One of the primary challenges in addressing cardiac injury is the limited cardiac specificity of therapeutic drugs. Lipid nanoparticles (LNPs) are a relatively novel class of delivery vehicles used for administering RNA and various drugs. A major challenge in the treatment of cardiac injury remains the poor cardiac specificity of most therapeutic agents. Despite their promise as a relatively novel delivery platform for RNA and other payloads, LNPs do not adequately overcome this limitation. Nevertheless, these LNPs exhibited preferential accumulation in the liver rather than the heart.
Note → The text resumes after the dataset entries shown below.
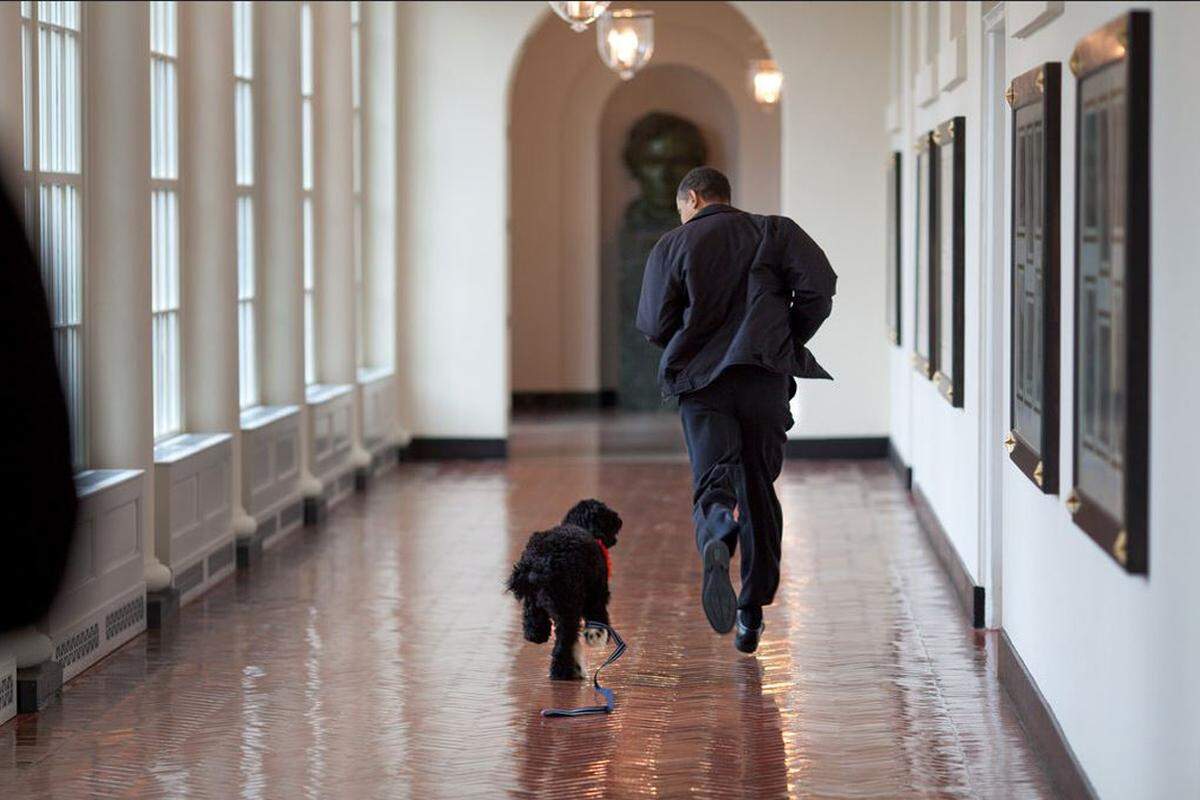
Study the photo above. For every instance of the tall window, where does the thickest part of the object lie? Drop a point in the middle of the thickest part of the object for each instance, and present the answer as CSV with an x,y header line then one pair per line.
x,y
244,146
53,176
168,402
357,144
306,176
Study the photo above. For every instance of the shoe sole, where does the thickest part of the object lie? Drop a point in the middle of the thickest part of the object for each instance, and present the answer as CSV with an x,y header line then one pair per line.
x,y
720,602
757,641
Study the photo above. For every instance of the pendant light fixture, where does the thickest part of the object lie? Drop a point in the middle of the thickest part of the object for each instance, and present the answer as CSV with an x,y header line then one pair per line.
x,y
766,82
625,40
577,13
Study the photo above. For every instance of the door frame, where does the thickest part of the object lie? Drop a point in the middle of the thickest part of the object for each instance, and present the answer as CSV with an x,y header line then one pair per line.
x,y
993,308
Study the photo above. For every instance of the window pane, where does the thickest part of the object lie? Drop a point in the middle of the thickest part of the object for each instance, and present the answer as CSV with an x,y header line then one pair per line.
x,y
244,130
306,49
306,144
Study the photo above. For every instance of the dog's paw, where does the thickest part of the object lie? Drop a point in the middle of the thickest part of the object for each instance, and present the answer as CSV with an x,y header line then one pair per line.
x,y
571,671
595,637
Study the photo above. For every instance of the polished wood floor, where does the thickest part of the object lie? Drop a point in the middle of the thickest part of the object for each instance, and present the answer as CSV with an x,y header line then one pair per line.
x,y
377,657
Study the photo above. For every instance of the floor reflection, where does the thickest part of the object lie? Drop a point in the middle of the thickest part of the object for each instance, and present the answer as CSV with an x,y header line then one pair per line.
x,y
378,657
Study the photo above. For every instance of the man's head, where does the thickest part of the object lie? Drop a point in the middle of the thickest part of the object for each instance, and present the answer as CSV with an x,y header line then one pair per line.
x,y
700,187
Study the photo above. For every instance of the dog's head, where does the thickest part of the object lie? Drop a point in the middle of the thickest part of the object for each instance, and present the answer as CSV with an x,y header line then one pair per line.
x,y
597,518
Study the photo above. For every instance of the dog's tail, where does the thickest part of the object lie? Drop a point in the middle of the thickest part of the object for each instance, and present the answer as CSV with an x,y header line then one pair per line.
x,y
523,582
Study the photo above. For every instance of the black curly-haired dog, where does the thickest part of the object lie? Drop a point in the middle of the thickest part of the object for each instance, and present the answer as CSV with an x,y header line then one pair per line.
x,y
563,576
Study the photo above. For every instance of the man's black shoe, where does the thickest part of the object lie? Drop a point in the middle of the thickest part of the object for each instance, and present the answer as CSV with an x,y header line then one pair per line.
x,y
747,638
717,593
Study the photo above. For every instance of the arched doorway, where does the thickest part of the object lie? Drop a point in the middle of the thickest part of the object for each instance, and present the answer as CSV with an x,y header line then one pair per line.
x,y
565,113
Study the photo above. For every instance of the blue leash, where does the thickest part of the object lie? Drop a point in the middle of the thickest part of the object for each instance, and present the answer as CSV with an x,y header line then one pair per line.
x,y
610,699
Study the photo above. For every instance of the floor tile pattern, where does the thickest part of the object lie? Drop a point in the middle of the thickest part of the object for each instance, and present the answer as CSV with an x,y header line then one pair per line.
x,y
377,657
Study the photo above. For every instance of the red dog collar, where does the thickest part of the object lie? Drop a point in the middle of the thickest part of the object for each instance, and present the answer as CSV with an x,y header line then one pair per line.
x,y
607,558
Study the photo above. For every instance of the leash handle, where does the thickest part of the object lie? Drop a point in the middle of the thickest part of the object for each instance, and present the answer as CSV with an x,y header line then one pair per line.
x,y
606,693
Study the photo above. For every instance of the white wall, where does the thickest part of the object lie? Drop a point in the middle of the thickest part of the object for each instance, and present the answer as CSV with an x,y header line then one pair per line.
x,y
454,72
835,66
693,95
1113,654
559,150
455,61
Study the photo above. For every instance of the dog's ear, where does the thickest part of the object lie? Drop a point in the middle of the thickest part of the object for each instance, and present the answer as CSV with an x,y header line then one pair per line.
x,y
597,518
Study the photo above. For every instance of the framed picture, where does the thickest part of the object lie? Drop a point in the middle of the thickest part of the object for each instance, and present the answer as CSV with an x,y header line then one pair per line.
x,y
949,140
924,348
1032,441
893,257
1111,337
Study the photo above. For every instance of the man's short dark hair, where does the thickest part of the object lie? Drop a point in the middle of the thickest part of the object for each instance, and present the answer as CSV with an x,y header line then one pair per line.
x,y
709,184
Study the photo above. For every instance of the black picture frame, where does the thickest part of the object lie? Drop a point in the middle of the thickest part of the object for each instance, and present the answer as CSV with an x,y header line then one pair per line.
x,y
893,245
1110,413
925,262
949,272
1035,341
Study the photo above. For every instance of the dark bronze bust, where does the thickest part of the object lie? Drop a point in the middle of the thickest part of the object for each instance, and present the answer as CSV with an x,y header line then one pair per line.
x,y
660,149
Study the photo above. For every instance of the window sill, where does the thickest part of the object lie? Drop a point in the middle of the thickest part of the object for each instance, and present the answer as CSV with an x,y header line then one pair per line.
x,y
322,394
259,416
373,374
94,481
187,445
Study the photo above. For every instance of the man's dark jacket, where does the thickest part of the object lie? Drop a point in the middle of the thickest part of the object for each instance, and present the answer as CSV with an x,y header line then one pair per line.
x,y
731,288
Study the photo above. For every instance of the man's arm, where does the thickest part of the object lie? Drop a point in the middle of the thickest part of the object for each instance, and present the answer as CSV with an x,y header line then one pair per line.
x,y
810,277
660,307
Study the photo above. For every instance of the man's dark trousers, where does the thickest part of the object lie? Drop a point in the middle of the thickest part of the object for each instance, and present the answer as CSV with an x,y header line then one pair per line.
x,y
736,429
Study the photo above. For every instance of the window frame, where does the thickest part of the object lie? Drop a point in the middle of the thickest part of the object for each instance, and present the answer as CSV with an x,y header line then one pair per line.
x,y
33,178
309,190
357,169
168,421
245,73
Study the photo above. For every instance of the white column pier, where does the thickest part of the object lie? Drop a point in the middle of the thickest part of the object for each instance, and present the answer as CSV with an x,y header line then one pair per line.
x,y
119,373
210,234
To address this off-target biodistribution and enhance delivery efficiency to cardiac tissue, surface functionalization with cardiac-homing peptides (CHP) was performed. In this study, the CHP-functionalized LNP loaded with colchicine (termed as CCP) was developed as a targeted therapeutic platform for myocardial repair. This novel drug delivery system successfully localizes to the ischemic myocardium and precisely releases CCP to hypoxic, mildly acidic cardiomyocytes. In conclusion, CCP presents a promising platform for the sustained and localized delivery of drugs to the heart, thereby enhancing the therapeutic efficacy for cardiovascular diseases.